On Tuesday, Johnson County District Judge Vicky Johnson granted Schroeder’s request to set aside his court-appointed lawyers and represent himself during the April 19-20 sentencing hearing.
Schroeder, 40, pleaded guilty to first-degree murder in connection with strangling his cellmate at the Tecumseh State Prison on April 15. He said that his cellmate, 22-year-old Terry Berry, would not stop talking and had pushed him to his “threshold.”
The attack, in the prison’s solitary confinement unit, raised questions about the practice of placing two inmates in a cell designed for one, and placing a lifer with a younger inmate, who was about to be released on parole. Berry’s death was the fifth slaying of an inmate at the Tecumseh prison in the past three years.
Schroeder, who is serving a life sentence for murdering a Pawnee County farmer in 2006, had initially wanted to be his own attorney. Then, in December, he changed his mind and asked that state lawyers with the Commission on Public Advocacy represent him at the sentencing hearing.
Recently, he changed his mind again, and asked Johnson, in a letter she sealed from public view, to be his own lawyer. When asked why on Tuesday, Schroeder said, “The path I want to go down is different than they’re recommending.”
During a brief court hearing, Schroeder was asked repeatedly if he understood what he was doing, if he understood that he would have to present his own evidence, and if he understood that he would be at a “significant disadvantage” because prosecutors handling the case had considerable experience in death penalty cases.
“Do you understand that?” the judge asked.
“Yes,” responded Schroeder.
A court-appointed attorney will be available to Schroeder at the hearing to answer questions, but will not prepare arguments.
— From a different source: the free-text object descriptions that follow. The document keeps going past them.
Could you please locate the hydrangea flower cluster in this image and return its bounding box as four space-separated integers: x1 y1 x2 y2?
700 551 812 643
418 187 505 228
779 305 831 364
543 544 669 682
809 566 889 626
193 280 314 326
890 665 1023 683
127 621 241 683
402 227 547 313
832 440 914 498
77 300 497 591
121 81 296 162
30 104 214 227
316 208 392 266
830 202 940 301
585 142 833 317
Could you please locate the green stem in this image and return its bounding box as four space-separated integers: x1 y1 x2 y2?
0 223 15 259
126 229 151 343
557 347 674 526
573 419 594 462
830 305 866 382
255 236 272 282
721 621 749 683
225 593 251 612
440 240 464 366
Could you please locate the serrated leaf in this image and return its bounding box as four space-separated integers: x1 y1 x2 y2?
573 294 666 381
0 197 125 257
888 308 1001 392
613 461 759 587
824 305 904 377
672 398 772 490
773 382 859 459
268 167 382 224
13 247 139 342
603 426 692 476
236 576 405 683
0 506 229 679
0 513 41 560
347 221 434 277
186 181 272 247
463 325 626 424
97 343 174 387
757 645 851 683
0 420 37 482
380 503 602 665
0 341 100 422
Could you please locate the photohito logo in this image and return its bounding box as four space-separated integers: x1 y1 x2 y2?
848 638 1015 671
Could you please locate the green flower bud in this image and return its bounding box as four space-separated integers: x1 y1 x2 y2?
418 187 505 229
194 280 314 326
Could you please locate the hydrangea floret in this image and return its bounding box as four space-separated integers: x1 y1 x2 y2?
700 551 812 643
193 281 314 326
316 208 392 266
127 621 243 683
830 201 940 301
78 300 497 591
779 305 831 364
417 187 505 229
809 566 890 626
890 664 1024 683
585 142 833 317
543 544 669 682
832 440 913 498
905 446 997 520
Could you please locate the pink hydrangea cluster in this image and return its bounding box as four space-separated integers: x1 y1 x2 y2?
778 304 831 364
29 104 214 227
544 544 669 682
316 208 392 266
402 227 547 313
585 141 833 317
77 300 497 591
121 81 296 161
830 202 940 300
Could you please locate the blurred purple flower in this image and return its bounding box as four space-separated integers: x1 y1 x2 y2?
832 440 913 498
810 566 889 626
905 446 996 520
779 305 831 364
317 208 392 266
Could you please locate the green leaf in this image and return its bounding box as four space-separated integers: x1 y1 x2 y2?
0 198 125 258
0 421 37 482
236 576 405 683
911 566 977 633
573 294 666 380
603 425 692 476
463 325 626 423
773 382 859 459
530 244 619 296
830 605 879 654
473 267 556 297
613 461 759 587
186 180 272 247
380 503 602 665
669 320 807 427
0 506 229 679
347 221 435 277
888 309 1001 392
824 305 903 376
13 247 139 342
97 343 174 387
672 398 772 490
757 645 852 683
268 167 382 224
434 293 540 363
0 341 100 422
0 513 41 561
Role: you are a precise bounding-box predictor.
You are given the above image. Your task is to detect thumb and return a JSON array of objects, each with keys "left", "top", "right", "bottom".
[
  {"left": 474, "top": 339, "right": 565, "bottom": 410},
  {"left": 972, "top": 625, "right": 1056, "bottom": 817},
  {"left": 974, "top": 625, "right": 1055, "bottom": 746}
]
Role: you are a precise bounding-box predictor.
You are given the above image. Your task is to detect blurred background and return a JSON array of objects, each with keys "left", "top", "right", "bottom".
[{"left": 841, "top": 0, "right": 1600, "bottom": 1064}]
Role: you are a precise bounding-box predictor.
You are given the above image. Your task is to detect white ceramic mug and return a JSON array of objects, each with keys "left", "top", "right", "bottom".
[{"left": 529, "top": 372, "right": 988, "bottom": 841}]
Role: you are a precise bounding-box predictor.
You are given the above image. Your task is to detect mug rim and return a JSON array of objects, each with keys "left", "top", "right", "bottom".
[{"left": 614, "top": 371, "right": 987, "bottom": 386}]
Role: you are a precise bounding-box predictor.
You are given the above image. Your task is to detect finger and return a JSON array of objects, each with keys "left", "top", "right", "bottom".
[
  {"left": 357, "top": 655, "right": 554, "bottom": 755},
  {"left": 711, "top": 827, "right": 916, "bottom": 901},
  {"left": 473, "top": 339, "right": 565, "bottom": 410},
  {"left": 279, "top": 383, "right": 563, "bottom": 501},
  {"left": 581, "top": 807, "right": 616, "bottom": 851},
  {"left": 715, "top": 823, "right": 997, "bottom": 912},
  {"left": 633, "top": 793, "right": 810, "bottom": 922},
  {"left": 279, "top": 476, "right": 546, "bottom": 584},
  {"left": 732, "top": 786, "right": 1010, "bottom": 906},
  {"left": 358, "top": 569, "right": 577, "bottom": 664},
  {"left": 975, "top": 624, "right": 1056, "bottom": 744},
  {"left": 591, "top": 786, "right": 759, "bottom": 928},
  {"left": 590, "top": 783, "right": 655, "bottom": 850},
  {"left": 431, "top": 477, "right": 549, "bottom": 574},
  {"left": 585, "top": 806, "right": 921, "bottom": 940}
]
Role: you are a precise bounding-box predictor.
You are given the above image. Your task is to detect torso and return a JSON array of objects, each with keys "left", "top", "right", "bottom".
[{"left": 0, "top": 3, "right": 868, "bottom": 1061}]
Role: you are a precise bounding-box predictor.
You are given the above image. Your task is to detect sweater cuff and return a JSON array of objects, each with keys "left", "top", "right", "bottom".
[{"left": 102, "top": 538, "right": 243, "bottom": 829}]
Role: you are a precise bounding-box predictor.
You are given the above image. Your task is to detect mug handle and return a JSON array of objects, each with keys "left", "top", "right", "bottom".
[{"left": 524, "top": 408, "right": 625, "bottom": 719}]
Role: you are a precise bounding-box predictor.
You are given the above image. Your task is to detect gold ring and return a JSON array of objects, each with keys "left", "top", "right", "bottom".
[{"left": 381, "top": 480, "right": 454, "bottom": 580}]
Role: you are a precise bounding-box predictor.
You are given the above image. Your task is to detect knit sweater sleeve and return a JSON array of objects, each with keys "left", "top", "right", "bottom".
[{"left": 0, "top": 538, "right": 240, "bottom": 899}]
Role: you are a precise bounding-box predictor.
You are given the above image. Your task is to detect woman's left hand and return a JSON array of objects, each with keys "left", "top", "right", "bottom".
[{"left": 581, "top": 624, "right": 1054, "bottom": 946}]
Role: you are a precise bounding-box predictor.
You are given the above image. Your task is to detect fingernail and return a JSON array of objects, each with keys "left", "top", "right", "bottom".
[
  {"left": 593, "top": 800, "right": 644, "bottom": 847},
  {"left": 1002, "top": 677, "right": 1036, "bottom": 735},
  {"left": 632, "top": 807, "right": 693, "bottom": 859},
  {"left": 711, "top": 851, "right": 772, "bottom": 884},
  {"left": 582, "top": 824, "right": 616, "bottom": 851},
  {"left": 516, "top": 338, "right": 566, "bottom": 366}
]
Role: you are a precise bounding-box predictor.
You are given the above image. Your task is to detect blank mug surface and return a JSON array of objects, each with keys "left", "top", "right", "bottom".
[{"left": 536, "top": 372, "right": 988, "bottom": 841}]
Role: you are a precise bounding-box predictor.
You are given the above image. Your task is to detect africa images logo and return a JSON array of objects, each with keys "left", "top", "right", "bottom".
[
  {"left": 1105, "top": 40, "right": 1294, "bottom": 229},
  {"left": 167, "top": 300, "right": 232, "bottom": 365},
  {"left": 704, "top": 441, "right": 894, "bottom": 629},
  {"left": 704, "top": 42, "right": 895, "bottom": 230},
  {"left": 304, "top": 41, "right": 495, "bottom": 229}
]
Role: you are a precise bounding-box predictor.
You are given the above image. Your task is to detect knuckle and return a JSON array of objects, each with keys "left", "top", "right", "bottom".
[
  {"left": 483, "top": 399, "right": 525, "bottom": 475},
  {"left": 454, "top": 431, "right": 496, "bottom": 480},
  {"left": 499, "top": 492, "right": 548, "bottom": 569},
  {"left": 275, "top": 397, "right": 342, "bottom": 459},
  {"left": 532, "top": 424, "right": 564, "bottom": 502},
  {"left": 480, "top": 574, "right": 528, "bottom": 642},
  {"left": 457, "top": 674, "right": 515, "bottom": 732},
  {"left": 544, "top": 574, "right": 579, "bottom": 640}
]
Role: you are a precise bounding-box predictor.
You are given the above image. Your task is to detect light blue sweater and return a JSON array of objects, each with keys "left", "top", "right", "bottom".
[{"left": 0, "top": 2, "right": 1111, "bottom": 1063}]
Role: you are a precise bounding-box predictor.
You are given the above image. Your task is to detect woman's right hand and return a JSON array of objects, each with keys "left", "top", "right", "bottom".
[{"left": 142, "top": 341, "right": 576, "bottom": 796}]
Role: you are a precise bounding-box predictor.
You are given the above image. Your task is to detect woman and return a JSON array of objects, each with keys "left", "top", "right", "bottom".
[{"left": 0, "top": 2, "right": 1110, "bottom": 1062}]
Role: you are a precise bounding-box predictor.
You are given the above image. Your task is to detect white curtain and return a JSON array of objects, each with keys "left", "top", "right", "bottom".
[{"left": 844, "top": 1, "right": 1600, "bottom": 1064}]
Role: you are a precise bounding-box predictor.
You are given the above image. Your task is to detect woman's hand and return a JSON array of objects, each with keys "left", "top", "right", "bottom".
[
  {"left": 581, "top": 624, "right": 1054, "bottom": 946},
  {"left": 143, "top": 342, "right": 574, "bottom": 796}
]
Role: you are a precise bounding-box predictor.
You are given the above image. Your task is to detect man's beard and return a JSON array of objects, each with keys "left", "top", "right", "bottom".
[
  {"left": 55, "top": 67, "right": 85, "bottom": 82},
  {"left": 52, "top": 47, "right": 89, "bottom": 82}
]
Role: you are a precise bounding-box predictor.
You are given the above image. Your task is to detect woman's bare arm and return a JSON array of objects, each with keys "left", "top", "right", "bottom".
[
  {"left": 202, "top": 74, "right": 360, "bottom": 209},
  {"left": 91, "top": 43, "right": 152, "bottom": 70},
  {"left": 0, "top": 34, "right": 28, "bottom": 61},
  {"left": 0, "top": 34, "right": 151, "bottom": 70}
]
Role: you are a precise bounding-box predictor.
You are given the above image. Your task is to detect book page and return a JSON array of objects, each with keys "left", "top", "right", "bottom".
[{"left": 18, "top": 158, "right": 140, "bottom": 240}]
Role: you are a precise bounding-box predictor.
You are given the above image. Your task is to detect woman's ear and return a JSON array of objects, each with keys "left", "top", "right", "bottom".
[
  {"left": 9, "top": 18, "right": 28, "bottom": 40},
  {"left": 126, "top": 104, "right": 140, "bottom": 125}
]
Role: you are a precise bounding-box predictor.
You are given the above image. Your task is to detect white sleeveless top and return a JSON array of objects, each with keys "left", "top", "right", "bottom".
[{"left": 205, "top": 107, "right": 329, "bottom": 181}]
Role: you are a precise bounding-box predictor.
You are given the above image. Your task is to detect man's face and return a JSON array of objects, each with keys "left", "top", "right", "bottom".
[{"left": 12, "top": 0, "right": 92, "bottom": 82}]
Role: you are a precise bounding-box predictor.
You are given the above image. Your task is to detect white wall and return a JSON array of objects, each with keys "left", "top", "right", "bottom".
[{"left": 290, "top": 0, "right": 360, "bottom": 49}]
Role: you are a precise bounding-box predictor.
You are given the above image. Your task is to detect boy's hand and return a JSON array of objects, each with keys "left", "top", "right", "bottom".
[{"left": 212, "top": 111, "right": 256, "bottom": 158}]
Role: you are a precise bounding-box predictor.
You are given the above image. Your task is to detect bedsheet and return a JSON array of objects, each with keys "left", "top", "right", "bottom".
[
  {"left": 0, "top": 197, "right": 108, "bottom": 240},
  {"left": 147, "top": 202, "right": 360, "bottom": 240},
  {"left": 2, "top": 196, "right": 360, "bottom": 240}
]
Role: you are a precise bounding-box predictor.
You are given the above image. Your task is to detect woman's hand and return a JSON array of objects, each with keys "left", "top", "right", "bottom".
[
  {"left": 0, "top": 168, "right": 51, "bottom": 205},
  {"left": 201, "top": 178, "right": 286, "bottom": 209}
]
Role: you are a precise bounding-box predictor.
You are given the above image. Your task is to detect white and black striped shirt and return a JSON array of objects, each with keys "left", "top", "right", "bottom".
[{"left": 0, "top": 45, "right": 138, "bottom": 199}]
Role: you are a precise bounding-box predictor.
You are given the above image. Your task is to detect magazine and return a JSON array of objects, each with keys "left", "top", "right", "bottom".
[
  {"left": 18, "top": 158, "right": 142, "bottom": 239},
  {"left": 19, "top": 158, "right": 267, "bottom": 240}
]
A three-judge panel will take evidence on how the aggravating circumstances of the slaying — such as Schroeder’s past conviction for murder — balance against mitigating circumstances – such as extreme mental or emotional disturbance — and whether the death sentence or life in prison is warranted.
Besides Johnson, the judges on the panel will be Robert Otte of Lancaster County and John Marsh of Buffalo County.